The image of an old, one-legged woman holding off the government men with a double-barreled shotgun is permanently etched into my mind. Those who tried to hold out, including the old woman, had their houses bulldozed and burned with all their belongings still inside.

I had always tried to tell myself that this sort of thing could not happen anymore, but here were Indians trying to hold off the same treatment from the same government. I joined a group working on this issue and spent time at Big Mountain talking with these people. It was during this time that things started to click. They had been on their land a long time. The Hopi have been farming on the same ground for 10 to 15 thousand years. Many of them had never bothered to learn English. All they knew was their way. And it was enough. They knew that their lives were a direct expression of that piece of land. And they understood that their farming practices and religious attitude (the two are not separate) tied them to their land through each complex interaction. Too many people think being moved to “better” real estate would be a great deal. But this is because they are native to no place. Home is a place to commute from.

A Hopi Elder told me that the bulldozers and federal marshals supporting Peabody Coal were not the enemy. The enemy, he said, is a state of mind. It’s a state of mind that has been carrying out a conquest of this continent ever since it hit the East Coast. The conquest was not about guns vs. arrows. That was a symptom of the disease. The disease was a clash between states of mind. If you fight a state of mind with confrontation, he told me, you strengthen that state of mind. (Resist not evil.) Our enemy, he said, is on a different plane from the bulldozers. He thought strong and deliberate persistence in one’s own way and prayer were the best weapons.

I understand the predicament these people are in. I had been there as a kid. Then an interesting sequence of events occurred. I found myself in a university working with lawyers and professional activists. I was trying to help the “native” cause from the position of a conquistador. I felt like the people Wendell Berry speaks of who oppose power plants from their air-conditioned homes. Then I got word that an offer had been made on my maternal grandparents’ farm. This hundred-acre farm, about twenty miles from the paternal family farm now covered with Winnebagoes, was going to be subdivided unless somebody in the family wanted it. And no one else did.

Something snapped. Had we not been native to these farms? Was not the subdividing of that farm more of the conquest I was wanting to help stop?
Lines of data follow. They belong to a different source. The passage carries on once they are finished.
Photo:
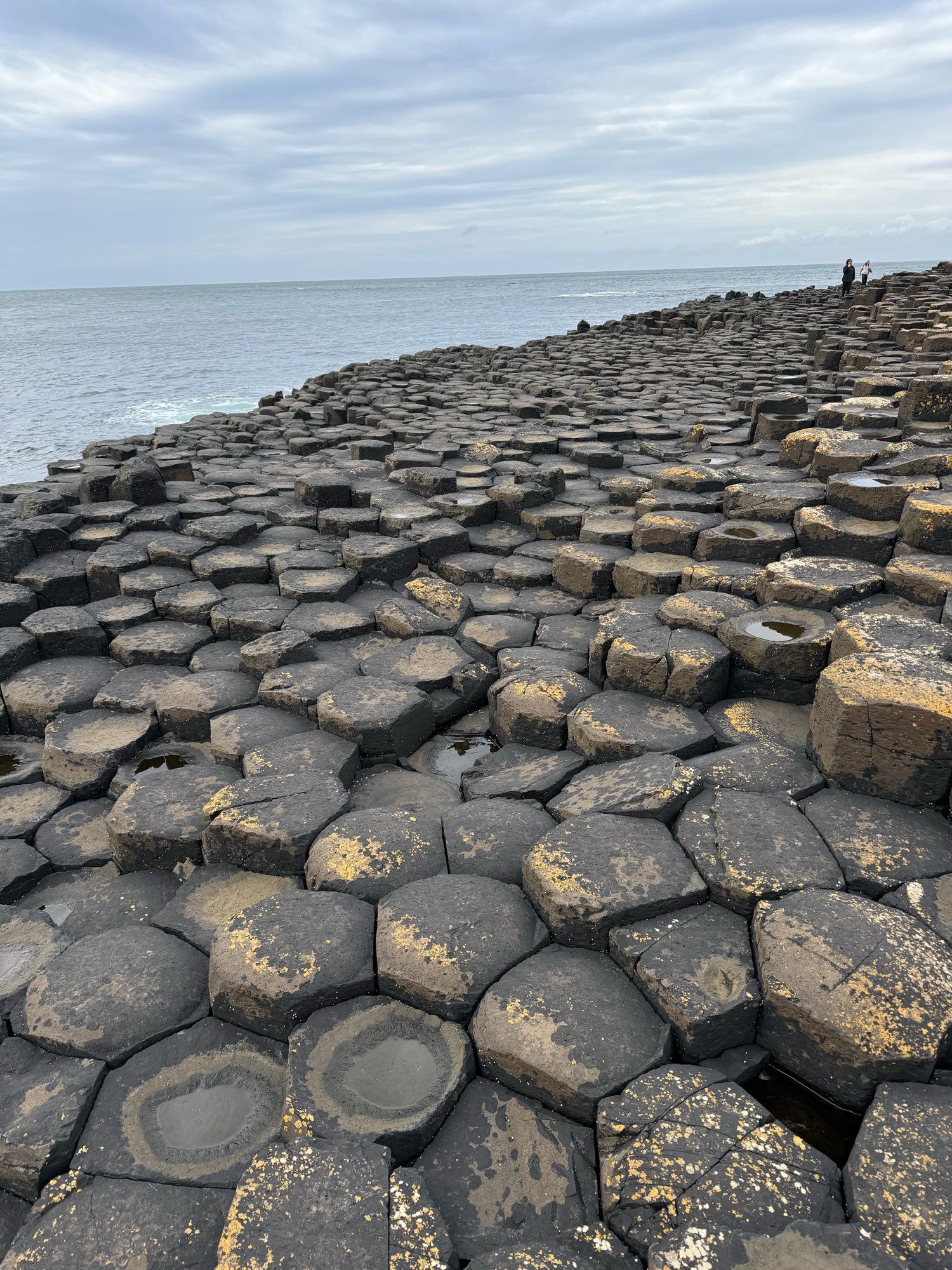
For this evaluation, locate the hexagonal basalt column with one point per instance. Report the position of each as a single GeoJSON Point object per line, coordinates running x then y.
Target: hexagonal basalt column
{"type": "Point", "coordinates": [883, 726]}
{"type": "Point", "coordinates": [378, 1070]}
{"type": "Point", "coordinates": [568, 1028]}
{"type": "Point", "coordinates": [380, 716]}
{"type": "Point", "coordinates": [855, 994]}
{"type": "Point", "coordinates": [192, 1109]}
{"type": "Point", "coordinates": [597, 872]}
{"type": "Point", "coordinates": [277, 962]}
{"type": "Point", "coordinates": [532, 708]}
{"type": "Point", "coordinates": [684, 1145]}
{"type": "Point", "coordinates": [442, 942]}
That state of mind which holds no place in reverence, which turns husbandry into agribusiness, and would willingly strip-mine farm for money, was about to consume my family farm for the second time. The notion of “home” in its full sense became very real.

Now my only connection with a university is when I get a soil test. I mend fences my grandfather built. I cut hay he sowed in fields he cleared. I water my horses in creeks I played in as a child. I have repaired the barn my father and both grandfathers built together. And I build fences and outbuildings my kids may someday repair. But perhaps most of all, I cultivate an intimate knowledge, love, and reverence for this place in all its intricate complexity. Does this help the Hopi and Navajo who are at this moment trying to patiently outlast Peabody Coal and the federal bureaucracy? Not on the plane where bulldozers exist.

But the conquest is very quietly going on all around us. Speaking out, passing petitions, etc., all need to be done. But I believe the strongest blow I can make against that state of mind -the one trying to gobble up the last remnants of traditional Indians as well as the last remnants of the family farms – is to be truly at home in my place. To raise a family here and pray the kids will understand. To nurture a native, respectful state of mind.

Perhaps the strongest, most direct weapon we have is to make our farms work, practically, gracefully and with dignity. And do it out front and in the open for everyone to see.